Saxophones sopranino, alto et baryton, clarinette contrebasse

Né le 22 novembre 1954

Parallèlement à ses études à l’école d’Art d’Angoulême, il entreprend l’apprentissage des saxophones et des clarinettes de façon autodidacte. Ses rencontres décisives avec d’abord le compositeur Etienne Rolin et plus tard Kent Carter le conforte dans l’idée de devenir musicien. Il collabore longtemps avec Etienne Rolin et fonde avec lui le Trio EVER et participe à ses nombreux autres projets. Il rencontre le compositeur et improvisateur François Rossé, joue en quartet avec Kent Carter et rencontre par l’intermédiaire, toujours, de Kent Carter, des musiciens comme Olivier Johnson, Jean-Jacques Avenel, Takashi Kako, Carlos Zingaro, Glenn Ferris...

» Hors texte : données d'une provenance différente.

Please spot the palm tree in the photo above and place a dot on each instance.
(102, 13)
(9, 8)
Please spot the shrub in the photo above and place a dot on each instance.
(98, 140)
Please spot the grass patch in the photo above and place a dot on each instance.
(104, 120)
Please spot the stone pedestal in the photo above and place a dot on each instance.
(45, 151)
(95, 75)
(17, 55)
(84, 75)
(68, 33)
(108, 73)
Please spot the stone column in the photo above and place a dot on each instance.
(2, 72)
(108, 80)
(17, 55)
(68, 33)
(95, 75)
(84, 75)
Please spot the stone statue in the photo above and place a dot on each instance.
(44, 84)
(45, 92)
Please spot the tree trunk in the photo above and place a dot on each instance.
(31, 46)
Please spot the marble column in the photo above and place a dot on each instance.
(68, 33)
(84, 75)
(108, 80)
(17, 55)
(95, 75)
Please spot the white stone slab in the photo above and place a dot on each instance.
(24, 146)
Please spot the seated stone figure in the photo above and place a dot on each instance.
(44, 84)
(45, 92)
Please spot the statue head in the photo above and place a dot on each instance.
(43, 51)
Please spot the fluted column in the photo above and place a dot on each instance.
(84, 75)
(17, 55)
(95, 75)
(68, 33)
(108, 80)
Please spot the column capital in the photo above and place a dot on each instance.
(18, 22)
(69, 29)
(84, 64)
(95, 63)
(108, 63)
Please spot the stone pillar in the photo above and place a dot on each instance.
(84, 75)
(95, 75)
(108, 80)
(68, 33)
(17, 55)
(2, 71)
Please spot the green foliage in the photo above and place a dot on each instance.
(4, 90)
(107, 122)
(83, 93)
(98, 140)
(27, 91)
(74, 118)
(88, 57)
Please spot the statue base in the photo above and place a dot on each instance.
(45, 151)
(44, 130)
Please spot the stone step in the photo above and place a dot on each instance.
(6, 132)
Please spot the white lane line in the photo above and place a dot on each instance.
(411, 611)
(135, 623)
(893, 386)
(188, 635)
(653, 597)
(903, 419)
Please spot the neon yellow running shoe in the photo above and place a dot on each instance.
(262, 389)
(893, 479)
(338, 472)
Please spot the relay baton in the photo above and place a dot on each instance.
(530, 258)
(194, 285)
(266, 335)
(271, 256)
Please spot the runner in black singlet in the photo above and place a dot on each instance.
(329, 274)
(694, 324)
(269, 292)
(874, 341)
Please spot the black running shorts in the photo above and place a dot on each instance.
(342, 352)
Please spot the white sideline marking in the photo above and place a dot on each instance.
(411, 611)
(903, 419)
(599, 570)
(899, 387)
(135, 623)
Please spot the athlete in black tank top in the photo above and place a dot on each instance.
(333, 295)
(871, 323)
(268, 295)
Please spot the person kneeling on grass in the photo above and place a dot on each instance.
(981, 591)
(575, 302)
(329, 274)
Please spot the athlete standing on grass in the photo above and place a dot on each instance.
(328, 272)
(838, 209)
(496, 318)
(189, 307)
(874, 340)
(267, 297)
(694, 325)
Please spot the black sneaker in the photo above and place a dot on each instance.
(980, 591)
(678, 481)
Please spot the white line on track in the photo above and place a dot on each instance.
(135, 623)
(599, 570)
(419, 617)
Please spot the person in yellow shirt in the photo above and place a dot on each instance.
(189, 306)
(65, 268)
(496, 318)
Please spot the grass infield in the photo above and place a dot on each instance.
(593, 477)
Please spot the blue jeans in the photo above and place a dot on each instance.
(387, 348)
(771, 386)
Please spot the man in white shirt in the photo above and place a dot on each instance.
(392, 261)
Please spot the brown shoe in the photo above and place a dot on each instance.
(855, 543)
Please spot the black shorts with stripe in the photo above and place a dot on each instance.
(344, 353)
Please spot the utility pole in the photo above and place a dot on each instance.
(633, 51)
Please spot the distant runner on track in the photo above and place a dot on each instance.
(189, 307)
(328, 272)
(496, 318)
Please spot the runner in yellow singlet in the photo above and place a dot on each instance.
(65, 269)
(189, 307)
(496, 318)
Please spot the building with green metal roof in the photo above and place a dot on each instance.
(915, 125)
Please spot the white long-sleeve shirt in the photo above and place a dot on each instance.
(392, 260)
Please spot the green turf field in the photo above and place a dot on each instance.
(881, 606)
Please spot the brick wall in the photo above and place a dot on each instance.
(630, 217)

Il compose des musiques pour le théatre et participe avec le comédien et poëte Daniel Crumb à plusieurs spectacles "Les petites études de soi", "L’amour est un chien de l’enfer" sur des poëmes de Charles Bukowski,...

Depuis le début l’improvisation est au centre de sa pratique et de ses préoccupations. Il se produit en solo et forme plusieurs duos avec Benjamin Duboc, Mathias Pontévia, Didier Lasserre , le pianiste Didier Fréboeuf,la tromboniste Christiane Bopp, fonde avec Fabrice Favriou et Adrien Monteiro "Rossignol Génocide", participe à l’Orchestre "Le Lobe" dirigé par Claire Bergerault , multiplie les recontres avec des musiciens comme , Eric Brochard, Louis-Michel Marion, Claude Parle, Daunik Lazro, Sylvain Guérineau, Jean-Marc Foussat, Joel Grip, Makoto Sato, Julien Touéry, Jean-Luc Cappozzo, Jean-Brice Godet, etc...

"Je crois que la musique se forme dans le temps et trouve en lui son accomplissement. Programmer, définir, schématiser, improviser sont les façons différentes et non contradictoires d’accompagner la croissance d’un organisme qui comme chaque chose vivante, naît, grandit, s’individualise et s’éteint. La nécessité de l’éphémère est la crédibilité de la forme ; je ne connais pas l’esthétique de la pièce globalement mais seulement la forme d’un fragment qui se reproduit sans cesse en se transformant."